Due to slowing demand and bad economic forecasts, Apple’s shares have today been forced down to their lowest price since May 2007 at only $110. Morgan Stanley and RBC both downgraded their stock on the NASDAQ earlier today. (Monday 29th Sept.)

Being more specific about the reason for downgrading; firstly the Mac purchase intentions for desktops and laptops have suddenly moderated since August. Current and future growth trends in the PC market are related to those products with a price tag of less than $1000 – Which excludes all Apple products.

Basically greedy Steve Jobs (Jobsweh; the god of all things Apple.) has priced himself and his company out of the market in the face of an unexpected economic downturn: In the authors opinion it serves him right too: After all; a Mac is just a PC with an Apple logo on it and a high price tag.
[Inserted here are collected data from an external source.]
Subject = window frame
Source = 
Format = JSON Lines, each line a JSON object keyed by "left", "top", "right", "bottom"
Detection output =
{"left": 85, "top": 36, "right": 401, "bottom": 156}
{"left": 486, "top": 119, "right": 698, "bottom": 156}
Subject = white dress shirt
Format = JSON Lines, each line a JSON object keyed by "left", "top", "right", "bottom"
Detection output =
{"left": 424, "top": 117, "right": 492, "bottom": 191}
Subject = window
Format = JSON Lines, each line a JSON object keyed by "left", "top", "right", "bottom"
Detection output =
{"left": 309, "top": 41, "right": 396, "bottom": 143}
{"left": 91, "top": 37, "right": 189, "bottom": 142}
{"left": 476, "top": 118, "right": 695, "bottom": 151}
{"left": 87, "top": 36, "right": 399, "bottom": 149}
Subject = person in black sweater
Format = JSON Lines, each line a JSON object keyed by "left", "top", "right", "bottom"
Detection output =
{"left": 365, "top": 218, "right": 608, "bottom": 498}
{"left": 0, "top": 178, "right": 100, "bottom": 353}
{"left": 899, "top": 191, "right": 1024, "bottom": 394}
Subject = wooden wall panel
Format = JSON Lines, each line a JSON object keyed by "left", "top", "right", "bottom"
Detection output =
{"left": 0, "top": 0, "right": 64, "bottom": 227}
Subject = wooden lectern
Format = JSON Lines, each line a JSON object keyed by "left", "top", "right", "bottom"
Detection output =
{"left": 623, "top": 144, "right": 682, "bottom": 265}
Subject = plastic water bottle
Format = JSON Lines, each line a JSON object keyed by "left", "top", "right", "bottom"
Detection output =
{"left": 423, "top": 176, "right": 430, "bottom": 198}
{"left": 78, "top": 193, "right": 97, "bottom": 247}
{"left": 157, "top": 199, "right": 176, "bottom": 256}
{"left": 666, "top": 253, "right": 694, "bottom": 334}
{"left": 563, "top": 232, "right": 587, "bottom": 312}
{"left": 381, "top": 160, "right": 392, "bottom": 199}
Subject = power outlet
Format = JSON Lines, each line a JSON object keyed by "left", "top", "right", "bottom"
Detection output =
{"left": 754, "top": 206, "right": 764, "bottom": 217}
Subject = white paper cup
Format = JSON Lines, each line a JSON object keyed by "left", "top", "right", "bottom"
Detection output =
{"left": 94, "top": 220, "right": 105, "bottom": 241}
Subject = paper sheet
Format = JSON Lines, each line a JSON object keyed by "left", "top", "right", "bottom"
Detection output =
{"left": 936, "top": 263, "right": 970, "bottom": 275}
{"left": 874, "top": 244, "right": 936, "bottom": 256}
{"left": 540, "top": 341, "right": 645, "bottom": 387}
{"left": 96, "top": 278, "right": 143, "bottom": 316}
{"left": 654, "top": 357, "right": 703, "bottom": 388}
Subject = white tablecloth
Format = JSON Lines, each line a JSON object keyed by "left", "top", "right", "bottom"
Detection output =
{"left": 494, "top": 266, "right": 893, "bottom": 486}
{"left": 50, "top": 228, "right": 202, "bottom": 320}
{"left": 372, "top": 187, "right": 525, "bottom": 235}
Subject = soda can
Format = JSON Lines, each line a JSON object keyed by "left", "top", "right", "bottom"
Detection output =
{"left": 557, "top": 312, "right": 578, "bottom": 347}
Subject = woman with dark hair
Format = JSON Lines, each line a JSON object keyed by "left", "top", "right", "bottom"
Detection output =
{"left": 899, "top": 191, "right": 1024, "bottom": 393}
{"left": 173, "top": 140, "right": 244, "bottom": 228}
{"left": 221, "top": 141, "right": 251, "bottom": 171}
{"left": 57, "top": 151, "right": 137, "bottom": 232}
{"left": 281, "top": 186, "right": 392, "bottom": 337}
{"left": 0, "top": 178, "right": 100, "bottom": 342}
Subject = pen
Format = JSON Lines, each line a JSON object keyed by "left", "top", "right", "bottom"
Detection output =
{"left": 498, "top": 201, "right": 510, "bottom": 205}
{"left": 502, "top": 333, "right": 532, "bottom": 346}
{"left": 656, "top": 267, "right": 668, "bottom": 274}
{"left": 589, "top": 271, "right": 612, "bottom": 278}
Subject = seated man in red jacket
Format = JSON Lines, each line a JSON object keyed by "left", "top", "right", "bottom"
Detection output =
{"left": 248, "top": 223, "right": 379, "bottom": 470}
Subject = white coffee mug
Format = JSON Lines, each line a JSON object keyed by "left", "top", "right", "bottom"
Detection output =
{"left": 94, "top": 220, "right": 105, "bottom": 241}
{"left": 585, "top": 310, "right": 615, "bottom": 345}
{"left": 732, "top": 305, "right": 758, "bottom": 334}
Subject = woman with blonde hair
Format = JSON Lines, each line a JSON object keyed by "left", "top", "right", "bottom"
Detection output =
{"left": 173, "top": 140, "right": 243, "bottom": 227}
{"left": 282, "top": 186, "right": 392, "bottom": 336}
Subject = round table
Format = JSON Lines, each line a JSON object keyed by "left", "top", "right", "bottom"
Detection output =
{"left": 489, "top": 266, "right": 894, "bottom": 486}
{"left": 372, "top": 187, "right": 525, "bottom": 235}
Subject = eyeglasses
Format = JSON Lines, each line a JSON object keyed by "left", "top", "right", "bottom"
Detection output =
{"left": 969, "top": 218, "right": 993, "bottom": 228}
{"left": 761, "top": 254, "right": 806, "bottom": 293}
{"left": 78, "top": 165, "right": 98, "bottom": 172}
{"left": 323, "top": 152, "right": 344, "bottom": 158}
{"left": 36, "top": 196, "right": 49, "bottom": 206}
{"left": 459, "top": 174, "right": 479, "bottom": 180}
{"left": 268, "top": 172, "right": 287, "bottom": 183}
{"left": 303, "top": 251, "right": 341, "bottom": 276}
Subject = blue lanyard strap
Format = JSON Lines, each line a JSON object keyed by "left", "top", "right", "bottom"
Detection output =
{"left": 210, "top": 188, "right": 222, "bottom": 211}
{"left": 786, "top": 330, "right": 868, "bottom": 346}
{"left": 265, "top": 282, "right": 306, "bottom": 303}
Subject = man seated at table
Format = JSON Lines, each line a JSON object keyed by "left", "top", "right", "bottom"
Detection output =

…And the forecast isn’t good either for Apple; with the dodgy economy meaning less multiples for growth stocks – And that’s Apple included; so their drop in fortunes isn’t over yet by a long shot.

It may not be all doom and gloom though; as Apple is bringing out 2 ranges of new laptop within the following fortnight. If Jobsweh can control his overwhelming greed as the dollar-signs light up in his dark eyes and keep the price below $1000 then there might just be some hope on the horizon.

JobswehDevil

Jobsweh

So what do you think? Is Steve Jobs going to become a victim of his own greed? Suppose the new laptops have a price label greater than $1000; do you think that’ll put the final kiboshes on Apple?